J’aime me perdre dans la ville, marcher sous le soleil, dans la chaleur tuante, aux heures où Naples s’ensieste, traîner à Mergellina pour regarder les pêcheurs qui, entre les barques, recousent leurs filets tout en surveillant leurs étals en bois : des caisses en polystyrène où sont ordonnés des rougets, daurades et mulets ; des grandes bassines d’eau claire où sont préservés des palourdes du Golfe, des moules, des huîtres et d’autres coquillages, d’où s’échappe parfois un poulpe vigoureux. J’aime visiter les églises baroques de Spaccanapoli dans lesquelles j’entre au hasard de mes pas et m’assois. J’aime traverser les marchés bondés et gras du quartier espagnol, où les motorini se fraient dans la foule parmi les étals de poissons. Mes grands plaisirs sont aussi les plus simples : prendre un caffè au Gambrinus et le caffè alla nocciola (café à la noisette) de Ciro à Mergellina, déjeuner d’un plat de pâtes en terrasse du Chiaia café, déguster la sfogliatella frola de chez Mary, à l’entrée de la grande Galeria Umberto, regarder un match de football au milieu des Napolitains au restaurant Acqualina sur la via Partenope.

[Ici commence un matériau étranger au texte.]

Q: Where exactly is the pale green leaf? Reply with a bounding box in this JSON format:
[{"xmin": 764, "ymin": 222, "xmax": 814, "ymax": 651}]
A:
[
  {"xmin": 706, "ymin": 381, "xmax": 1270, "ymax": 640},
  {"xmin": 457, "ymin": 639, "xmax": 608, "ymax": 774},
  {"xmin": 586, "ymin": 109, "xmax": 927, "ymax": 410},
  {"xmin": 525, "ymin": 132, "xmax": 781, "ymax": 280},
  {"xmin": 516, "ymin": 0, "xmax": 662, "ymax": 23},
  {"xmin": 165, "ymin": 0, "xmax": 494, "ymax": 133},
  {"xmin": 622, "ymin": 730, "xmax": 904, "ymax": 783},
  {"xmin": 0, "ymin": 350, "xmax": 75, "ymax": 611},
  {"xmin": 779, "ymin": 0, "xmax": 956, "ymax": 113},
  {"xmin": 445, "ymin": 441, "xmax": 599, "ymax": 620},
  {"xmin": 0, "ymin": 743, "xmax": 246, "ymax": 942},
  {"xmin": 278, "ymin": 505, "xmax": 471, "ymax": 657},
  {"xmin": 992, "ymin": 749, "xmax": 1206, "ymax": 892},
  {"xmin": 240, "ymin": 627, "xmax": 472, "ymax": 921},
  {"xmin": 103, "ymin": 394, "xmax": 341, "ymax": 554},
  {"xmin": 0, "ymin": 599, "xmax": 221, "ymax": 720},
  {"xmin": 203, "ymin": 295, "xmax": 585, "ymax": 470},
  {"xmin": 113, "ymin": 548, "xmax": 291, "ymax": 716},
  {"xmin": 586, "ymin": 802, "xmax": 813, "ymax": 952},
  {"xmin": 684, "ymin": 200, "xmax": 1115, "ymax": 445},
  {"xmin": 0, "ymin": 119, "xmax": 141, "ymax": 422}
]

Mais le plus bel endroit de la ville est, selon moi, la chartreuse San Martino, plantée sur la colline du Vomero, qui surplombe la ville en offrant une vue imprenable sur la baie. Stendhal, le plus italien des écrivains français, qui aimait prendre de la hauteur sur les choses, a sans doute aimé cet ancien monastère haut perché du xive siècle, sur une des collines de Naples, d’où l’on domine une mer de toits couleur Sienne. Cette ville ressemble à un film d’Ettore Scola. Sa modernité est de ne pas avoir trahi l’esprit de son passé – on se croirait dans les années 70-80 – pour penser à son avenir : les quartiers se rénovent et se piétonnisent, la ville s’embellit, s’adoucit, mêle ses cultures, populaire et bourgeoise. Tout en étant parfaitement européenne, Naples a su conserver son authenticité et son identité napolitaine (sa napoletanità), en résistant au tourisme de masse comme à sa standardisation culturelle. D’une certaine façon, sa mauvaise réputation fait sa force, la protège des importuns et des snobs qui la jugent sans la connaître, la craignent parce qu’elle ne leur obéit pas. Naples, si tolérante et humaniste, nous apprend pourtant à nous méfier des préjugés.